Федор удивленно посмотрел на Ржевского.
— И вы не боитесь говорить это мне, незнакомому человеку?
— Почему же незнакомому? — удивился, в свою очередь, Ржевский. — Очень даже знакомому. Мне много рассказывал о вас Василий Майков. А он честный малый и к тому ж офицер Семеновского полка, хотя и в отставке. И почему это князья Смоленские должны бояться голштинских выродков?
Федор почувствовал, что разговор принимает опасный оборот и его следует прекратить, тем более что сам он князем Смоленским не был и потому высоких покровителей не имел. Но он понимал, что и уподобляться страусу, который в минуту опасности прячет голову под крыло, было бы сейчас подло. Слишком много узнал в последние дни Федор, чтобы это могло оставить его равнодушным. Надвигалось нечто неизбежное, что грозило подмять под себя, уничтожить, и от чего не было спасения, как от неумолимого рока в греческой трагедии. Воля монарха — воля божья. И Федор не видел выхода из тех обстоятельств, которым быть суждено.

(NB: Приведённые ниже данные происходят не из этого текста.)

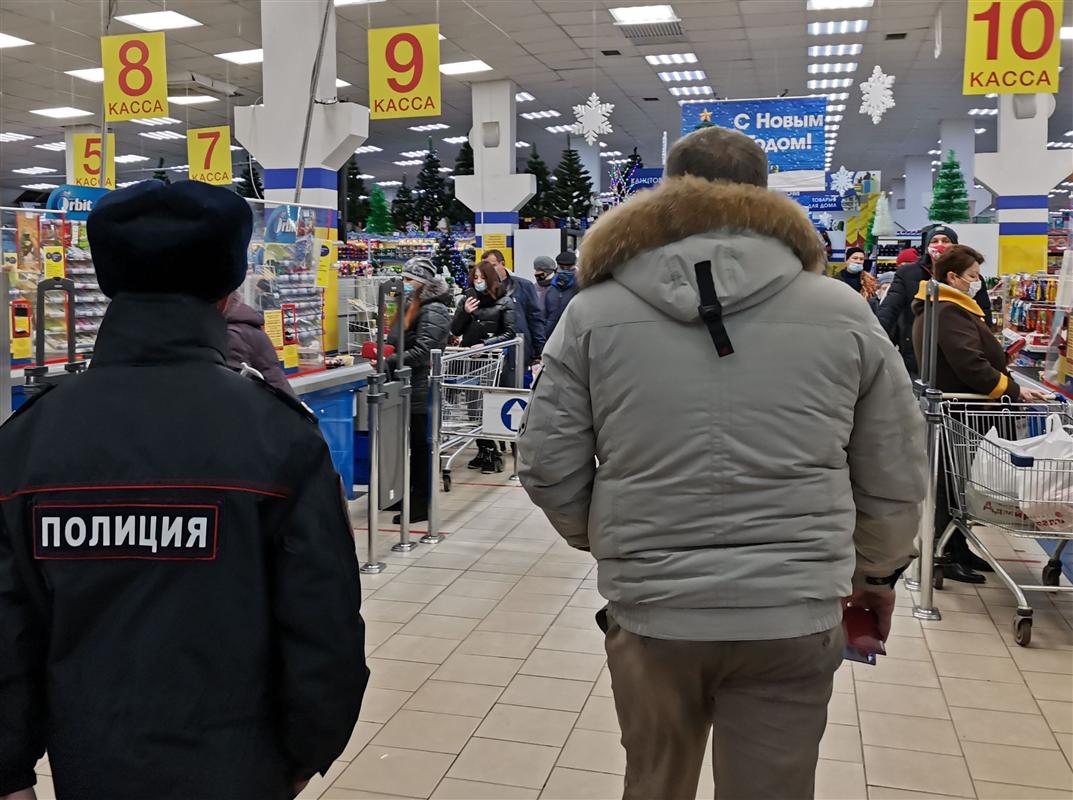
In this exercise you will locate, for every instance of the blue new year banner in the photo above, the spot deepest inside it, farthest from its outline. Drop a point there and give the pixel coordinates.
(790, 130)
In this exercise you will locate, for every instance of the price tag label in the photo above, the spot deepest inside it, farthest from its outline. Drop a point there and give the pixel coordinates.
(135, 76)
(208, 153)
(86, 160)
(405, 72)
(1012, 46)
(55, 266)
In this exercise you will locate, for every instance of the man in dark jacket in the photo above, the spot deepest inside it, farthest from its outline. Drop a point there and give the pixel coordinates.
(896, 312)
(561, 291)
(248, 344)
(179, 595)
(529, 315)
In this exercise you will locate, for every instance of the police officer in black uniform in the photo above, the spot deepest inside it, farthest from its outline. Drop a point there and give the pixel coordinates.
(179, 594)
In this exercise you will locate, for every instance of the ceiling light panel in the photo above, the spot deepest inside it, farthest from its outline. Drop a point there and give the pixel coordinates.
(159, 20)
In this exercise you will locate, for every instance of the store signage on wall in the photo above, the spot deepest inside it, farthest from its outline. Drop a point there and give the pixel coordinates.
(86, 160)
(405, 72)
(1012, 46)
(208, 153)
(135, 76)
(790, 130)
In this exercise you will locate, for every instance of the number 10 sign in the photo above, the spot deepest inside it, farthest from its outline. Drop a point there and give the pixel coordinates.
(405, 72)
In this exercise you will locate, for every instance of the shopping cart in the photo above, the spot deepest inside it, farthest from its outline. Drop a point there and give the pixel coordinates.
(993, 485)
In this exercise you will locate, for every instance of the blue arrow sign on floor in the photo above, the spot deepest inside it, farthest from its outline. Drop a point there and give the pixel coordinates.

— Мы вам вполне доверяем, Федор Григорьевич, потому что верим в вашу порядочность.
— Кто это — вы?
— Мы — это те, кто нуждается в Вашей помощи, кто не хочет превращения театров в конюшни.
— В моей помощи? — Федор тихо рассмеялся. — А что я могу? Российский театр всегда чувствовал покровительство великой княгини, но, простите меня, став императрицей, она, мне думается, сама теперь нуждается в покровительстве. Она так одинока…
— Ей надо помочь избавиться от этого одиночества.